Market experts worry that a long RBA hawkish interest rate stance could deteriorate labor market conditions. However, RBA officials continue to support maintaining their Official Cash Rate (OCR) higher as the battle against inflationary pressures is far from over.
Meanwhile, the US Dollar (USD) is also underperforming against its major peers as softer-than-expected United States (US) annual Producer Price Index (PPI) data for August has brought the debate over the likely interest rate cut to size by the Federal Reserve (Fed) back on the table. Market speculation for the Fed to start reducing interest rates aggressively from Thursday has strengthened. The CME FedWatch tool shows that the probability of the Fed reducing interest rates by 50 basis points (bps) to 4.75%-5.00% in September has increased sharply to 43%.
AUD/USD bounces back sharply after retracing 38.2% of the last swing high (plotted from August 5 low near 0.6350 to August 29 high of 0.6824) at 0.6643 on a daily timeframe. The asset has mildly corrected but is holding the key 20-day Exponential Moving Average (EMA), which trades around 0.6700.
The 14-day Relative Strength Index (RSI) oscillates in the 40.00-60.00 range, suggesting a sideways trend ahead.
The Aussie asset would witness a fresh upside move if it breaks above the September 6 high of 0.6767, which will drive the asset toward the round-level resistance of 0.6800 and the Year-To-Date (YTD) high of 0.6840.
On the flip side, a downside move below the weekly low of 0.6622 will drag the asset towards a 50% Fibonacci retracement at 0.6587, followed by an August 6 high of 0.6542.
One of the most significant factors for the Australian Dollar (AUD) is the level of interest rates set by the Reserve Bank of Australia (RBA). Because Australia is a resource-rich country another key driver is the price of its biggest export, Iron Ore. The health of the Chinese economy, its largest trading partner, is a factor, as well as inflation in Australia, its growth rate and Trade Balance. Market sentiment – whether investors are taking on more risky assets (risk-on) or seeking safe-havens (risk-off) – is also a factor, with risk-on positive for AUD.

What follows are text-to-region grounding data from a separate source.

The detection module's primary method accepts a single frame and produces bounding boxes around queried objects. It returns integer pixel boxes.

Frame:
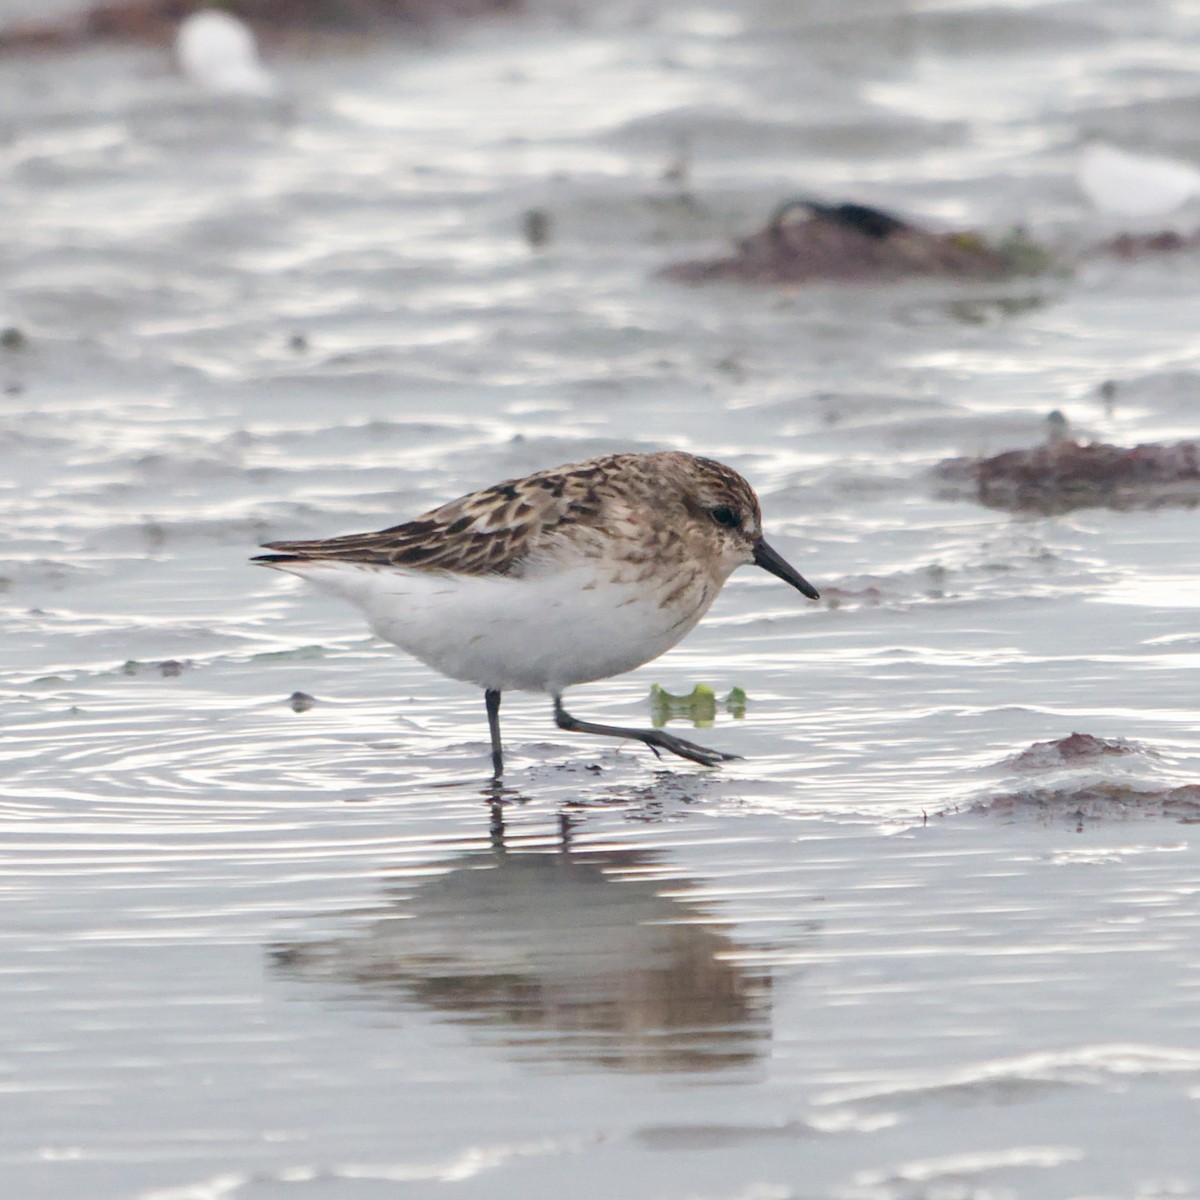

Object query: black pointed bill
[753,539,819,600]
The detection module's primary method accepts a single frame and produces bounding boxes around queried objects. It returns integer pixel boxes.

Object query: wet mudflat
[3,2,1200,1198]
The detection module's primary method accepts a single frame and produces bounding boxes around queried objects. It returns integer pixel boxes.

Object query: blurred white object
[176,9,277,97]
[1078,142,1200,219]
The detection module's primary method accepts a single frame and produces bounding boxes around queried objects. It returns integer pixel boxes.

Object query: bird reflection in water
[271,819,777,1074]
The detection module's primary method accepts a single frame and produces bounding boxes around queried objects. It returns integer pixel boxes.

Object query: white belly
[271,560,719,694]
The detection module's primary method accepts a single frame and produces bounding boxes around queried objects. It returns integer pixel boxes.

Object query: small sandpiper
[253,451,819,776]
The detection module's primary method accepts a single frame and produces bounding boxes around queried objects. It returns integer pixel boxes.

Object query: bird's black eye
[710,506,741,529]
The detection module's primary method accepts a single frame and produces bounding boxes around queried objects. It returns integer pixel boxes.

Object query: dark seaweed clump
[945,733,1200,825]
[1097,230,1200,259]
[972,782,1200,822]
[1007,732,1142,770]
[663,198,1055,286]
[935,436,1200,514]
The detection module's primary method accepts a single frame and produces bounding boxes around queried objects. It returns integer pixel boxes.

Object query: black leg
[552,695,740,768]
[485,688,504,778]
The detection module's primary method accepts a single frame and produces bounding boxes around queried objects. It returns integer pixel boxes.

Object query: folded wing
[253,466,608,577]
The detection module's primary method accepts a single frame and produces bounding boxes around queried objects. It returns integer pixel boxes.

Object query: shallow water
[3,2,1200,1198]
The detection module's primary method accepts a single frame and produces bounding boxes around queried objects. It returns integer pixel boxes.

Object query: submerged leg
[552,694,739,768]
[485,688,504,778]
[489,798,506,848]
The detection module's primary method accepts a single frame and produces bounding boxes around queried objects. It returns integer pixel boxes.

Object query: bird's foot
[642,729,741,768]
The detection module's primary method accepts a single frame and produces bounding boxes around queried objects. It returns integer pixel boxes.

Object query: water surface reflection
[272,830,779,1073]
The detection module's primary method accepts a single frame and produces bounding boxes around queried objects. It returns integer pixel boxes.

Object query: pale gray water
[3,2,1200,1198]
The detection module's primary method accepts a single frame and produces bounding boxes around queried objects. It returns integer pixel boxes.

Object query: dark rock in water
[935,436,1200,514]
[662,197,1054,285]
[158,659,188,677]
[289,690,316,712]
[0,327,27,351]
[0,0,521,50]
[1009,733,1142,771]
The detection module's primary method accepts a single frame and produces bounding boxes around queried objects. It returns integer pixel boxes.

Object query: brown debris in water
[972,782,1200,822]
[818,584,884,608]
[660,194,1200,285]
[0,0,519,50]
[936,432,1200,514]
[121,657,192,676]
[953,733,1200,824]
[1097,230,1200,259]
[663,198,1051,286]
[1008,732,1142,770]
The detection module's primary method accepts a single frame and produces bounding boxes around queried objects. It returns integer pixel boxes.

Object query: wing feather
[252,460,612,577]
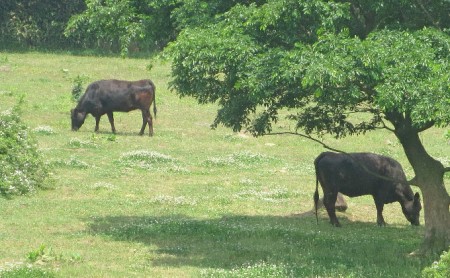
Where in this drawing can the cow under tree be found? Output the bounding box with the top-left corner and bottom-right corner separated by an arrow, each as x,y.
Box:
71,79 -> 157,136
314,152 -> 422,227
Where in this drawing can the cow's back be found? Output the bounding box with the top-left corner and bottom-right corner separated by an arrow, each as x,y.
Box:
316,152 -> 400,197
79,79 -> 154,113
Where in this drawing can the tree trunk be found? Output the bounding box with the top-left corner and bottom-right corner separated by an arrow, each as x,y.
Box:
395,126 -> 450,255
419,178 -> 450,254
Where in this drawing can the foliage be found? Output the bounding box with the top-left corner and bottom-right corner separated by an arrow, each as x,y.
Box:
0,0 -> 85,49
27,244 -> 82,265
2,0 -> 449,55
65,0 -> 147,56
0,102 -> 48,197
166,0 -> 351,133
71,75 -> 88,102
64,0 -> 206,55
293,28 -> 450,137
422,249 -> 450,278
171,0 -> 266,31
27,245 -> 48,263
167,0 -> 450,136
64,0 -> 265,55
0,0 -> 268,54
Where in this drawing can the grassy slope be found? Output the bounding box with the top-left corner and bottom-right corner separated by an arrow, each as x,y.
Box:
0,52 -> 448,277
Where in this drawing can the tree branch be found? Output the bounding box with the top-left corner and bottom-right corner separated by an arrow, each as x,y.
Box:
265,131 -> 417,186
380,119 -> 395,132
417,121 -> 435,133
266,132 -> 345,153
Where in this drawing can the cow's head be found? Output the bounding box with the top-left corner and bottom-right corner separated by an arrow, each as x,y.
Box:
71,108 -> 86,131
401,192 -> 422,226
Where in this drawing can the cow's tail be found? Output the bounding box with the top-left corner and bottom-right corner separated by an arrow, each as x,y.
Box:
313,153 -> 324,225
314,172 -> 320,225
150,80 -> 157,119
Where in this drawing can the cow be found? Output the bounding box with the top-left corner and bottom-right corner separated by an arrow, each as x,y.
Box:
71,79 -> 156,136
314,152 -> 421,227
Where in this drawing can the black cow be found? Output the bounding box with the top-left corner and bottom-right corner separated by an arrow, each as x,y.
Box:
314,152 -> 421,227
71,79 -> 156,136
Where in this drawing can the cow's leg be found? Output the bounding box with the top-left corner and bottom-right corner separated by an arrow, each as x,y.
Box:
94,116 -> 101,132
323,191 -> 341,227
373,196 -> 386,226
140,109 -> 153,136
107,112 -> 116,133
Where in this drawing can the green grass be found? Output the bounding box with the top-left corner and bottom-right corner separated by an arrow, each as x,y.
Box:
0,52 -> 449,277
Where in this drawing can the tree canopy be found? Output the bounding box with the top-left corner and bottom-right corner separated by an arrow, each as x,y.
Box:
167,0 -> 450,136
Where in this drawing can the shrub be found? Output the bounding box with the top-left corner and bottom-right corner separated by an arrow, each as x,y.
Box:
0,104 -> 48,196
71,75 -> 87,102
422,250 -> 450,278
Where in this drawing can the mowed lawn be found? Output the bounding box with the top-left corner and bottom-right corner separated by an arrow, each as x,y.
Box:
0,52 -> 449,277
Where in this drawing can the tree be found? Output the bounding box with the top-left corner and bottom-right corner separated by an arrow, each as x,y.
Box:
166,0 -> 450,254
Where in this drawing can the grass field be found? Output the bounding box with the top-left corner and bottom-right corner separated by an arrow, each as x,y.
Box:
0,52 -> 449,277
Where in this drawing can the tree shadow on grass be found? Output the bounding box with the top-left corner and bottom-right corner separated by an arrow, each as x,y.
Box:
83,213 -> 425,276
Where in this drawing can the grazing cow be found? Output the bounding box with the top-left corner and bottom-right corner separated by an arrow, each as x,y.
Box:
314,152 -> 421,227
71,79 -> 156,136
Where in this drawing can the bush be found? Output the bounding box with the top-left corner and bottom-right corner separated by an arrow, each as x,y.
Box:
71,75 -> 87,102
422,250 -> 450,278
0,103 -> 48,196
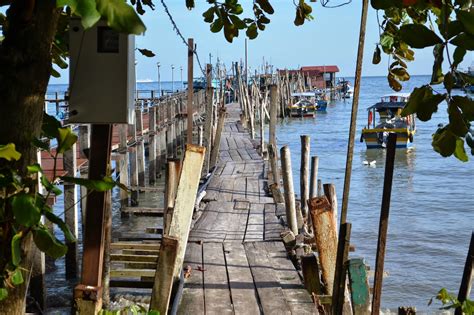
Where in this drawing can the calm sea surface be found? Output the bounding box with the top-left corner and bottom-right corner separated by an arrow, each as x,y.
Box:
46,76 -> 473,313
275,75 -> 473,312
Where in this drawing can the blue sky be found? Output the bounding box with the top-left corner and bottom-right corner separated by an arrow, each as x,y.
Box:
48,0 -> 473,84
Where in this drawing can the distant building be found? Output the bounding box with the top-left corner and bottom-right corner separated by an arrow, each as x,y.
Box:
278,65 -> 340,89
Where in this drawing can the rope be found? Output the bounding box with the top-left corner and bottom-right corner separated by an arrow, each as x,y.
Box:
159,0 -> 206,77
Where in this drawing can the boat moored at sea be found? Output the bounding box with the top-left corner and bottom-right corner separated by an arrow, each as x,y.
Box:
286,92 -> 317,117
361,93 -> 416,149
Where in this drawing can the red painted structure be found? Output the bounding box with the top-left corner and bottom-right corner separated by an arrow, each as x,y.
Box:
278,65 -> 340,89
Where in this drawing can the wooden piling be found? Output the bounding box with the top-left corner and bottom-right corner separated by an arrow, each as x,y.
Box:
163,159 -> 181,236
300,135 -> 310,219
78,124 -> 90,159
102,191 -> 112,308
259,94 -> 265,157
332,222 -> 352,315
455,232 -> 473,315
372,133 -> 397,315
280,146 -> 298,235
210,107 -> 226,169
269,85 -> 278,148
187,38 -> 194,145
317,179 -> 323,197
348,258 -> 371,315
150,235 -> 179,313
63,133 -> 78,279
203,64 -> 213,175
118,125 -> 129,207
149,106 -> 157,185
323,183 -> 338,229
128,123 -> 139,206
267,143 -> 280,186
309,156 -> 319,198
301,253 -> 323,296
308,196 -> 338,295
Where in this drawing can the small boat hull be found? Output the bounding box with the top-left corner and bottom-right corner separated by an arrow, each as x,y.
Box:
361,128 -> 414,149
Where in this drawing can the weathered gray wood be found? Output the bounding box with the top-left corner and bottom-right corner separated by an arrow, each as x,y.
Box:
150,235 -> 179,313
324,183 -> 339,230
121,207 -> 164,216
110,254 -> 158,263
118,125 -> 129,207
203,243 -> 233,314
210,107 -> 227,168
223,242 -> 260,314
263,242 -> 317,314
300,135 -> 310,219
178,242 -> 204,315
148,106 -> 157,185
203,64 -> 214,175
268,143 -> 280,186
280,146 -> 298,235
63,135 -> 78,279
187,38 -> 194,145
264,203 -> 282,241
269,84 -> 278,148
244,203 -> 264,241
301,253 -> 323,296
168,145 -> 205,278
310,156 -> 319,199
164,159 -> 181,235
244,242 -> 292,314
110,242 -> 160,251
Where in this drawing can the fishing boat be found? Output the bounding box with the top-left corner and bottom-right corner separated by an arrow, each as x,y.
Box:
314,90 -> 328,111
360,93 -> 416,149
286,92 -> 316,117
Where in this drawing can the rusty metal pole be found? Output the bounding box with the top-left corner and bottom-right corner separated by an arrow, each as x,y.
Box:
372,133 -> 397,315
187,38 -> 194,145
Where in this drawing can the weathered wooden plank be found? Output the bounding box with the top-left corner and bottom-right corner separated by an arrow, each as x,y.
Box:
203,243 -> 234,314
237,148 -> 251,161
110,254 -> 158,263
229,149 -> 242,161
219,176 -> 235,202
121,207 -> 164,216
168,145 -> 206,279
150,236 -> 179,314
178,242 -> 204,315
110,242 -> 160,251
224,201 -> 249,241
244,242 -> 291,314
263,242 -> 316,314
244,203 -> 264,241
223,242 -> 260,314
220,162 -> 235,176
110,269 -> 155,278
264,203 -> 283,241
232,177 -> 247,201
246,177 -> 260,203
117,233 -> 162,241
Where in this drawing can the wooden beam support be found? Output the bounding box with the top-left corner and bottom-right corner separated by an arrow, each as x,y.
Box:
187,38 -> 194,144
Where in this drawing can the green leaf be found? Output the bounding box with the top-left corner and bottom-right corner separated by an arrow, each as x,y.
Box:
41,176 -> 62,196
448,103 -> 469,137
446,20 -> 464,40
380,33 -> 394,53
27,163 -> 43,174
453,47 -> 466,67
210,18 -> 223,33
0,288 -> 7,301
60,176 -> 117,191
454,138 -> 468,161
452,95 -> 474,121
256,0 -> 274,14
44,211 -> 76,243
58,0 -> 101,29
444,72 -> 454,92
432,128 -> 457,157
32,138 -> 50,151
229,4 -> 243,15
96,0 -> 146,35
456,10 -> 474,36
371,0 -> 399,10
33,226 -> 68,259
246,23 -> 258,39
11,193 -> 41,227
202,6 -> 215,23
399,24 -> 443,48
450,33 -> 474,50
229,15 -> 246,29
431,44 -> 444,85
137,48 -> 155,57
42,113 -> 61,139
372,45 -> 381,64
387,73 -> 402,91
57,127 -> 78,154
11,232 -> 23,266
186,0 -> 195,10
401,85 -> 446,121
0,143 -> 22,161
11,269 -> 24,285
390,67 -> 410,81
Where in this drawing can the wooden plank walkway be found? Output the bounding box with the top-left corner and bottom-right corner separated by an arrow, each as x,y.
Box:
179,103 -> 316,314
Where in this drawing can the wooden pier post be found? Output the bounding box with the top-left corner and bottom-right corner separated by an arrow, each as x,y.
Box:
348,258 -> 371,315
332,222 -> 352,315
308,196 -> 338,295
203,64 -> 213,175
163,159 -> 181,236
455,232 -> 473,315
317,179 -> 323,197
187,38 -> 194,145
269,85 -> 278,147
118,125 -> 129,207
78,125 -> 90,159
280,146 -> 298,235
63,133 -> 78,279
372,133 -> 397,315
135,107 -> 146,188
128,122 -> 139,206
149,106 -> 157,185
210,107 -> 226,169
301,253 -> 322,296
324,183 -> 338,229
310,156 -> 319,198
259,95 -> 265,157
300,135 -> 310,219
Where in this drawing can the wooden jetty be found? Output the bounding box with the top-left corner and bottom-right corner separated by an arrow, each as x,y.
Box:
177,102 -> 316,314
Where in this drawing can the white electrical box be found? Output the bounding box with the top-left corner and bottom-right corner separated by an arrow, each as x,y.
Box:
68,19 -> 135,124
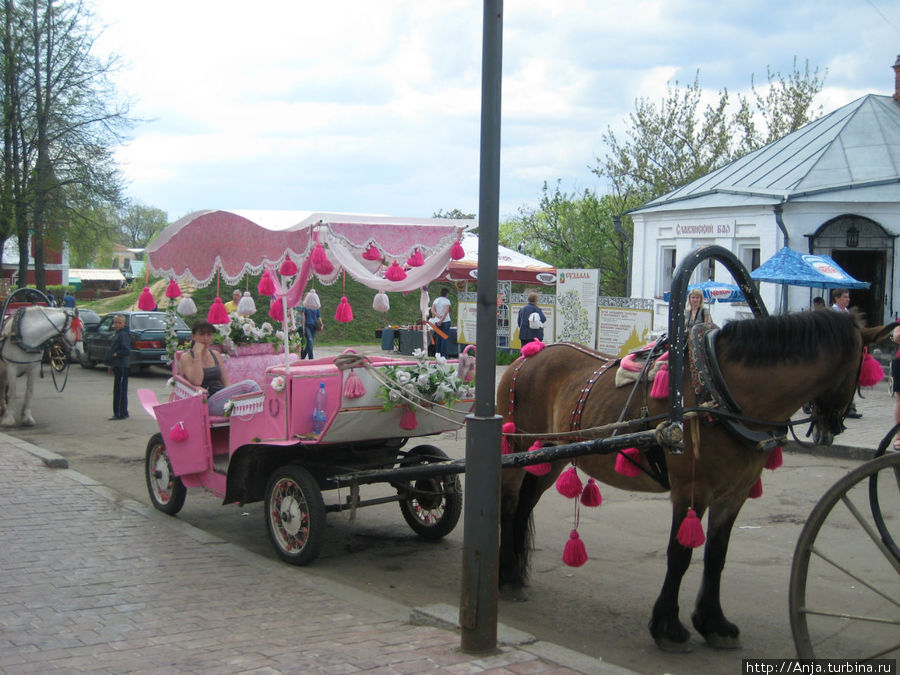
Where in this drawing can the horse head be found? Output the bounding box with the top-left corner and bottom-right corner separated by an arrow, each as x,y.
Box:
9,306 -> 82,353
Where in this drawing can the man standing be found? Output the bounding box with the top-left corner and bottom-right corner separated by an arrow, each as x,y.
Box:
830,288 -> 862,418
430,287 -> 452,356
63,290 -> 76,308
105,315 -> 130,420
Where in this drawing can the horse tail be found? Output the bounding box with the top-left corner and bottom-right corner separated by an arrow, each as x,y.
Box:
499,470 -> 539,589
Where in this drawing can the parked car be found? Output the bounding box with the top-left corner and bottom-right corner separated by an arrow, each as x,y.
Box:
80,311 -> 192,373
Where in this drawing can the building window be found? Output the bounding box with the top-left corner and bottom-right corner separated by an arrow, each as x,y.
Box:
659,247 -> 676,296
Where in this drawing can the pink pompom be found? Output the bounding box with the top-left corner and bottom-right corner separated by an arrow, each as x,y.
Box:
523,441 -> 551,476
764,445 -> 783,471
311,243 -> 334,275
169,421 -> 188,442
406,249 -> 425,267
385,260 -> 407,281
138,286 -> 156,310
580,478 -> 603,507
334,296 -> 354,323
399,406 -> 417,430
207,297 -> 230,324
279,255 -> 298,276
676,508 -> 705,548
748,477 -> 763,499
257,270 -> 276,296
165,279 -> 181,299
555,466 -> 583,499
450,239 -> 465,260
343,370 -> 366,399
614,447 -> 642,477
521,339 -> 545,358
858,349 -> 884,388
362,243 -> 382,261
501,421 -> 516,455
650,365 -> 669,399
562,530 -> 588,567
269,298 -> 284,322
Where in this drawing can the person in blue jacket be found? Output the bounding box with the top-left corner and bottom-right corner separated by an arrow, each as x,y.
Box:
105,314 -> 130,420
301,306 -> 321,359
517,293 -> 546,346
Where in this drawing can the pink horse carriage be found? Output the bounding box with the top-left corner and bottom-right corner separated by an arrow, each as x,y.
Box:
138,210 -> 476,565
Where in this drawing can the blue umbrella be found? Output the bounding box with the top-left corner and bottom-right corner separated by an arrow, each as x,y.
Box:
664,280 -> 746,304
749,248 -> 869,289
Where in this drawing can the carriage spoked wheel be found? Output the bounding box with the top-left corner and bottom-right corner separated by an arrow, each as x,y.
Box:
264,465 -> 325,566
398,445 -> 462,539
145,433 -> 187,516
789,424 -> 900,660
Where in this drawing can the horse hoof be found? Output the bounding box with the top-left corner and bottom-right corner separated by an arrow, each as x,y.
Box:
21,418 -> 35,427
704,634 -> 742,650
0,417 -> 15,427
654,637 -> 693,653
499,585 -> 529,602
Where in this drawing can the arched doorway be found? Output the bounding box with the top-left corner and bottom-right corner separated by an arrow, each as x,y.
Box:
810,215 -> 896,325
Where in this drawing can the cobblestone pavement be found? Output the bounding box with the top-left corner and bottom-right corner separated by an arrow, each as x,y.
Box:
0,433 -> 631,675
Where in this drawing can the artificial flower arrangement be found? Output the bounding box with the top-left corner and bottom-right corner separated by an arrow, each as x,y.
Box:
214,312 -> 303,355
164,309 -> 182,363
377,348 -> 474,411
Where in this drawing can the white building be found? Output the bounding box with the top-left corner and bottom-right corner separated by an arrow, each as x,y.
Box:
629,59 -> 900,329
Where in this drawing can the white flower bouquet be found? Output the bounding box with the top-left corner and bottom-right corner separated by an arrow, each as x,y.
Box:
377,348 -> 474,411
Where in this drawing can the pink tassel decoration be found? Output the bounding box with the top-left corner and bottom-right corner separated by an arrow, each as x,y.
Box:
311,243 -> 334,275
257,270 -> 276,296
138,286 -> 156,310
614,447 -> 642,477
207,297 -> 230,324
562,530 -> 588,567
501,421 -> 516,455
676,508 -> 706,548
555,466 -> 583,499
362,243 -> 382,261
748,477 -> 763,499
521,339 -> 545,358
343,370 -> 366,399
450,239 -> 465,260
523,441 -> 551,476
334,296 -> 354,323
858,349 -> 884,388
169,421 -> 188,442
269,297 -> 284,322
764,445 -> 783,471
385,260 -> 407,281
165,279 -> 181,299
650,365 -> 669,399
406,249 -> 424,267
580,478 -> 603,507
279,255 -> 298,276
399,406 -> 417,430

The Reserve Bank of Australia (RBA) influences the Australian Dollar (AUD) by setting the level of interest rates that Australian banks can lend to each other. This influences the level of interest rates in the economy as a whole. The main goal of the RBA is to maintain a stable inflation rate of 2-3% by adjusting interest rates up or down. Relatively high interest rates compared to other major central banks support the AUD, and the opposite for relatively low. The RBA can also use quantitative easing and tightening to influence credit conditions, with the former AUD-negative and the latter AUD-positive.
China is Australia’s largest trading partner so the health of the Chinese economy is a major influence on the value of the Australian Dollar (AUD). When the Chinese economy is doing well it purchases more raw materials, goods and services from Australia, lifting demand for the AUD, and pushing up its value. The opposite is the case when the Chinese economy is not growing as fast as expected. Positive or negative surprises in Chinese growth data, therefore, often have a direct impact on the Australian Dollar and its pairs.
Iron Ore is Australia’s largest export, accounting for $118 billion a year according to data from 2021, with China as its primary destination. The price of Iron Ore, therefore, can be a driver of the Australian Dollar. Generally, if the price of Iron Ore rises, AUD also goes up, as aggregate demand for the currency increases. The opposite is the case if the price of Iron Ore falls. Higher Iron Ore prices also tend to result in a greater likelihood of a positive Trade Balance for Australia, which is also positive of the AUD.
The Trade Balance, which is the difference between what a country earns from its exports versus what it pays for its imports, is another factor that can influence the value of the Australian Dollar. If Australia produces highly sought after exports, then its currency will gain in value purely from the surplus demand created from foreign buyers seeking to purchase its exports versus what it spends to purchase imports. Therefore, a positive net Trade Balance strengthens the AUD, with the opposite effect if the Trade Balance is negative.